¡Ay, los diciembres! Con tanta cena, tacón y lentejuela, fiesta de mantel de hilo y cubertería de plata. Cuando se acerca este mes, la tarjeta se estremece en la cartera diciendo: «no me uses más de la cuenta», pero siempre existe un «y esto también me lo llevo».
Y compramos lotería de Navidad (incluso los que no jugamos en todo el año hemos adquirido mínimo dos décimos) o toda aquella clase de suerte que asemeje una mínima probabilidad de mejorar la vida. ¡Mira que somos obtusos! Y con el tiempo usado ¿qué pasa?
No nos damos cuenta de que el año vivido es año gastado, que vale más que mil boletos de lotería y que lo pagamos por adelantado, sin saber siquiera si llegaremos a su fin. Si pudiéramos comprar el tiempo perdido en cada diciembre, ¿lo haríamos?
Esa es la verdadera riqueza del debe y el haber de un año.
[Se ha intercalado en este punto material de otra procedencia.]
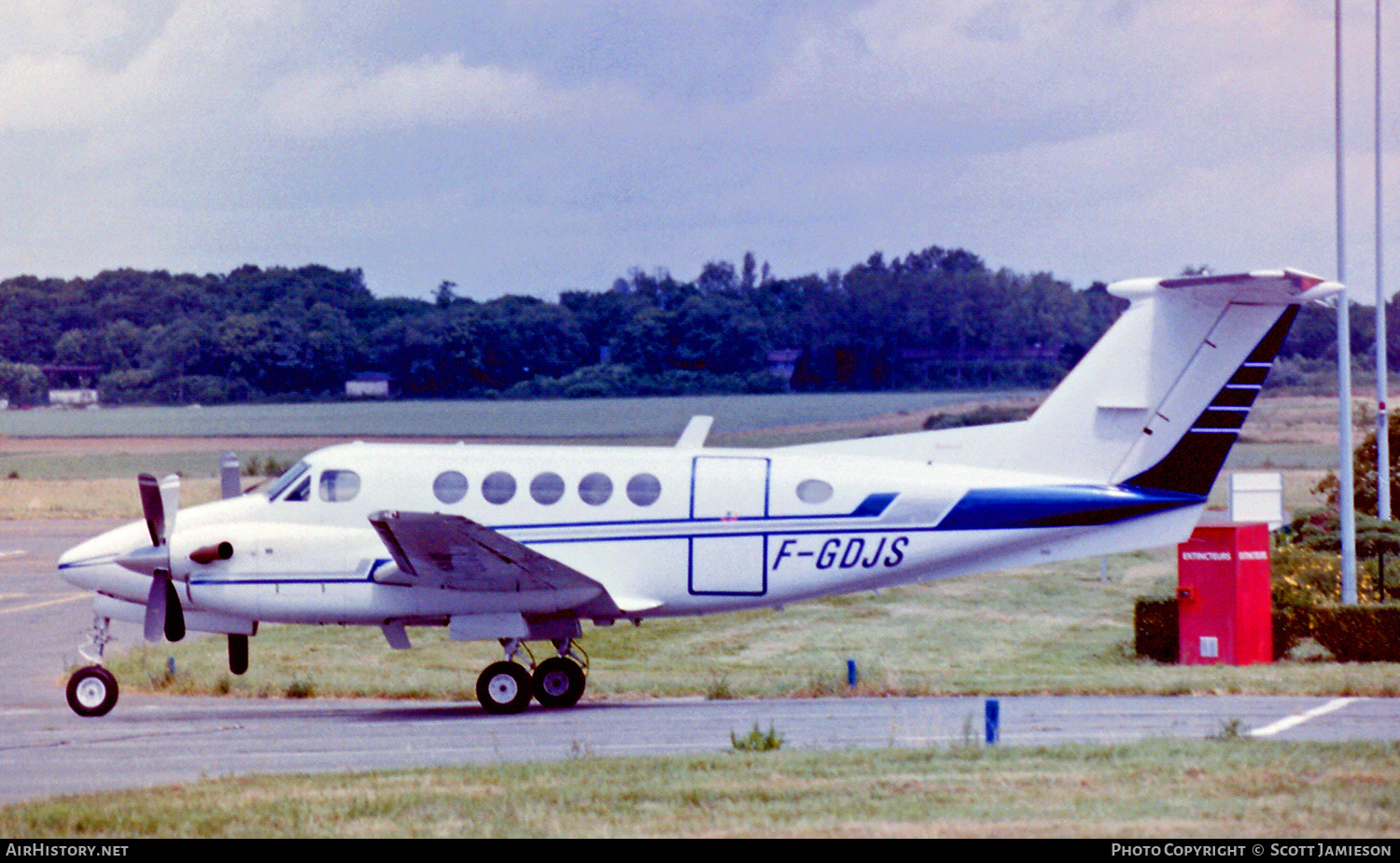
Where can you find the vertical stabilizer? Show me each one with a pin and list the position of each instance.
(1161, 397)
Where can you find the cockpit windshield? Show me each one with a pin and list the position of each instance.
(285, 480)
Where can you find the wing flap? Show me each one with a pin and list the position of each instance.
(459, 554)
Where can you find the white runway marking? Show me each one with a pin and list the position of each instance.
(1296, 719)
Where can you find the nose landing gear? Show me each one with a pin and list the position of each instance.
(92, 689)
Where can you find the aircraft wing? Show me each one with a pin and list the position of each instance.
(459, 554)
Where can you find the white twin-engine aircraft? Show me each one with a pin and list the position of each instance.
(524, 543)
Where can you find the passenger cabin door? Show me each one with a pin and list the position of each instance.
(733, 495)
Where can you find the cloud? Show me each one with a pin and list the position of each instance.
(427, 91)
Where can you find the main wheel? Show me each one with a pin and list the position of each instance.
(559, 683)
(92, 691)
(503, 687)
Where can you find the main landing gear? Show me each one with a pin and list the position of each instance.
(506, 687)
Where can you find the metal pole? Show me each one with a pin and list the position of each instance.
(1344, 473)
(1382, 361)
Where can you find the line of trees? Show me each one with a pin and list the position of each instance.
(938, 318)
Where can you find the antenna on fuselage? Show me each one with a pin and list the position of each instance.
(696, 431)
(229, 473)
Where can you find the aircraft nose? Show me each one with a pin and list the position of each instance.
(86, 563)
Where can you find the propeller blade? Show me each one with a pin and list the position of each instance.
(156, 602)
(153, 507)
(174, 614)
(170, 501)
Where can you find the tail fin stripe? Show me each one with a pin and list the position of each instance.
(1195, 462)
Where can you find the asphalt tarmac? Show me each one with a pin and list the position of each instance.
(154, 740)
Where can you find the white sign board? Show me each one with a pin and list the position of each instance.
(1256, 496)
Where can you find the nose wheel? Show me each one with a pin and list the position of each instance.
(92, 691)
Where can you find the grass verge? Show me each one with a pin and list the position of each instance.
(1175, 789)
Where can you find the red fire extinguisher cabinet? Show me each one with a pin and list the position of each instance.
(1223, 596)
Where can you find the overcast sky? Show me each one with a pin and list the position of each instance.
(529, 146)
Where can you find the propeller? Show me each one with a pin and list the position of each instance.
(160, 502)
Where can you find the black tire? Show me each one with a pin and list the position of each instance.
(237, 653)
(503, 687)
(92, 691)
(557, 683)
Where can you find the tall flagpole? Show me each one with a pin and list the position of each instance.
(1382, 360)
(1344, 473)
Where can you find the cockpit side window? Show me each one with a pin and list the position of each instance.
(287, 479)
(338, 485)
(300, 493)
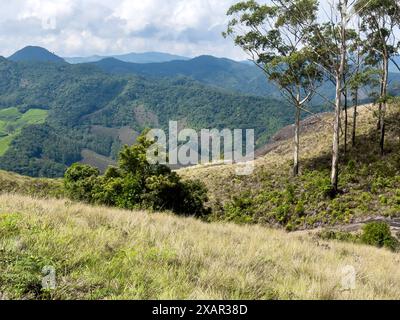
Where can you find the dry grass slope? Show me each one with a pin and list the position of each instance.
(370, 183)
(102, 253)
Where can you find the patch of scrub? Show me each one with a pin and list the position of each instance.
(12, 122)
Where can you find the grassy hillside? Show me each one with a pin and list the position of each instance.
(12, 121)
(159, 256)
(369, 183)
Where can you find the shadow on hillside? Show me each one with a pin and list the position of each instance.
(366, 150)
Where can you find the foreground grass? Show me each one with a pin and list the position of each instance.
(102, 253)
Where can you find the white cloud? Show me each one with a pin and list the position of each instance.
(85, 27)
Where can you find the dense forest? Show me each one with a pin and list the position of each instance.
(84, 103)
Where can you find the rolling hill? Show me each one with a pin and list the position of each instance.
(88, 109)
(32, 53)
(223, 73)
(369, 183)
(146, 57)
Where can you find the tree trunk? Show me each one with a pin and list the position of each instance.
(338, 105)
(346, 120)
(384, 103)
(354, 133)
(296, 142)
(336, 135)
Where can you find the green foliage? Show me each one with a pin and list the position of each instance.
(77, 98)
(338, 235)
(379, 234)
(136, 184)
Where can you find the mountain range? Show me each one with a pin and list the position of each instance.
(53, 113)
(146, 57)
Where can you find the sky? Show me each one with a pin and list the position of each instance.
(86, 27)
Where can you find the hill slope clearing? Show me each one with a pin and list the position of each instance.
(101, 253)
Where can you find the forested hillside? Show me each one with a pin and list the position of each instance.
(87, 109)
(228, 75)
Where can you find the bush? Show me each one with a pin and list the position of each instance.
(79, 182)
(136, 184)
(378, 234)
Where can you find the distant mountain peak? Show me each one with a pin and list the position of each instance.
(145, 57)
(34, 53)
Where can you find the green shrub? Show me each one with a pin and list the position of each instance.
(379, 234)
(136, 184)
(240, 210)
(79, 182)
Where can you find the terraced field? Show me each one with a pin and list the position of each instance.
(12, 121)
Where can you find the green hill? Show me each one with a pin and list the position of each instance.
(12, 123)
(88, 109)
(32, 53)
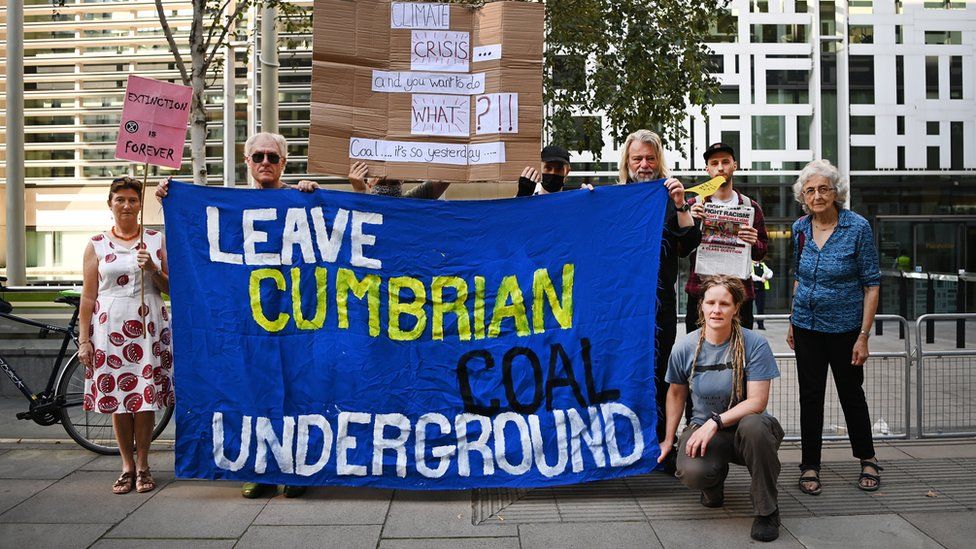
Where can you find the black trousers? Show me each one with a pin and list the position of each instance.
(691, 313)
(814, 352)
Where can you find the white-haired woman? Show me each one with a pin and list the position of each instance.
(642, 159)
(835, 297)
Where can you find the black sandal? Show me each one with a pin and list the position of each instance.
(868, 476)
(815, 491)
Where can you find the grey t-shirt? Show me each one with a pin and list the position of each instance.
(712, 386)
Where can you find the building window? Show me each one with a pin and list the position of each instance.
(862, 79)
(769, 133)
(955, 77)
(931, 77)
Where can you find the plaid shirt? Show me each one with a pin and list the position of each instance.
(759, 249)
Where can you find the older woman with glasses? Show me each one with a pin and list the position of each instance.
(835, 296)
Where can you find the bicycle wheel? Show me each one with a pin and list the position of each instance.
(92, 430)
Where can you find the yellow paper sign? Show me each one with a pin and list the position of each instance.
(707, 188)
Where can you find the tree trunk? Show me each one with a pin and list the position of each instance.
(198, 112)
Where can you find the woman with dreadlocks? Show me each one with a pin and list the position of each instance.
(727, 369)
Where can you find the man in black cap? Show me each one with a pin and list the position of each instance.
(720, 161)
(555, 168)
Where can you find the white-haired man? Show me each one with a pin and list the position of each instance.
(265, 154)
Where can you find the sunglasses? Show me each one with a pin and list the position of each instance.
(258, 158)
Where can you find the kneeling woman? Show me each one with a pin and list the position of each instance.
(728, 370)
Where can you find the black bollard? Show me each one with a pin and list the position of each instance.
(930, 308)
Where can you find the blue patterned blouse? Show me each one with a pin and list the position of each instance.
(830, 294)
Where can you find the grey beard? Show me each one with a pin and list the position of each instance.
(633, 176)
(388, 189)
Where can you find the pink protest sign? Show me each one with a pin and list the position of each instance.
(154, 119)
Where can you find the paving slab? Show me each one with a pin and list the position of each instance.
(334, 537)
(865, 532)
(163, 543)
(328, 506)
(63, 536)
(159, 460)
(42, 464)
(192, 509)
(588, 535)
(728, 532)
(438, 515)
(953, 530)
(14, 491)
(940, 449)
(451, 543)
(73, 501)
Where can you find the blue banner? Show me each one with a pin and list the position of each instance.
(333, 338)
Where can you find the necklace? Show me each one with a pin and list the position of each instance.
(126, 236)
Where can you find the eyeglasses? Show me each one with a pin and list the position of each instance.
(823, 190)
(258, 157)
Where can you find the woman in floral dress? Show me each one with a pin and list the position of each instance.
(126, 350)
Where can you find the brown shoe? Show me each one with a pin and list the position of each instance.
(145, 482)
(124, 484)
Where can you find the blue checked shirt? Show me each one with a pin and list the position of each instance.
(830, 292)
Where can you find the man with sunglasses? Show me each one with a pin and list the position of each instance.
(265, 154)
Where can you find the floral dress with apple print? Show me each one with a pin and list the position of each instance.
(130, 369)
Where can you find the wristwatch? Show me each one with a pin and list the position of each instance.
(717, 418)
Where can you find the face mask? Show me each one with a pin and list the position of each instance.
(387, 189)
(553, 182)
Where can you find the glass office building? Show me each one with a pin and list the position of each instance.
(885, 89)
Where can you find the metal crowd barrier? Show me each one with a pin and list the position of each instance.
(887, 387)
(945, 384)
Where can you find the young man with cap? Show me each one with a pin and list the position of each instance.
(720, 161)
(555, 169)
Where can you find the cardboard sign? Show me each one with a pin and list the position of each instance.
(154, 120)
(425, 89)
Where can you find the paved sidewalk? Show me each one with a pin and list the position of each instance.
(54, 494)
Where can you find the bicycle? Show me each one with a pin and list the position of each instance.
(62, 398)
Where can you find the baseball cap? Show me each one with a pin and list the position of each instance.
(716, 148)
(555, 153)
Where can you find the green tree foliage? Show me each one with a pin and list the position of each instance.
(639, 62)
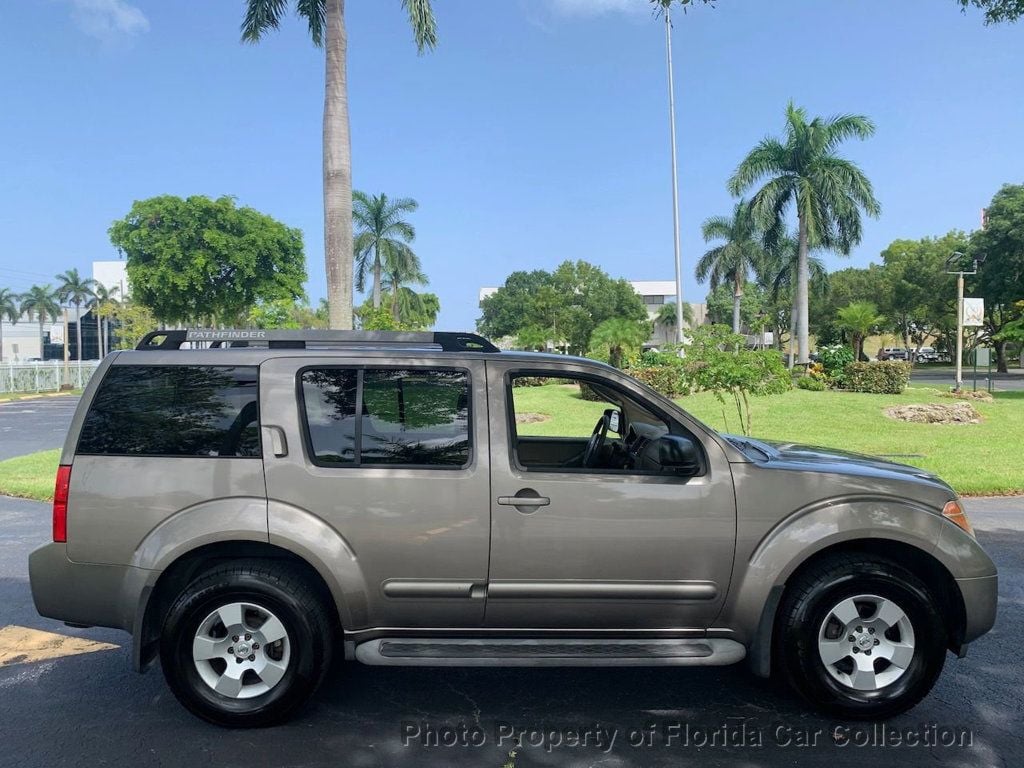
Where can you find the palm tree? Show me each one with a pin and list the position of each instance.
(617, 337)
(103, 297)
(400, 270)
(8, 309)
(859, 317)
(76, 290)
(777, 273)
(380, 228)
(326, 19)
(827, 192)
(41, 302)
(734, 259)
Llevo un tiempo sumando los minutos que consideraría perdidos por no utilizados, bien con el móvil, bien tumbada mirando el cielo en el jardín o bien recogiendo el desorden propio o ajeno, ese que bien conocen ustedes y que dura menos de una hora con todo en su lugar. Y si les digo la verdad, no me gusta el recuento.
Lo más incongruente es cuando miramos a nuestro alrededor con ojo crítico, cuando nos permitimos el lujazo de juzgar cómo pierden el tiempo los demás, los jóvenes por púberes y los mayores por desidiosos. Sin embargo, ese lapso no sería perdido si entendiésemos que no existe tiempo regalado al tiempo, sino espacios que no hemos sabido llenar o disfrutar o sentir.
Quiero que nos sorprenda aquello de: «ya es viernes», «pero si ya estamos en diciembre», o «ya paso de los cincuenta». Que nos pille desprevenidos, pero no por deberle tiempo al tiempo, sino por gozarlo, sentirlo y valorarlo como debía ser.
Ahora que la madurez me otorga el regalo de la contemplación de lo efímero, que es todo, quizás sea el momento de cambiar nuestra percepción, y si el tiempo que me es regalado no soy capaz de gastarlo a manos llenas en existir de verdad, quizás sea necesario entender que estoy en deuda con muchos minutos del día y, como decía aquella copla de Café Quijano, no deberle tiempo al tiempo.
Simplemente, el tiempo respirado es vida.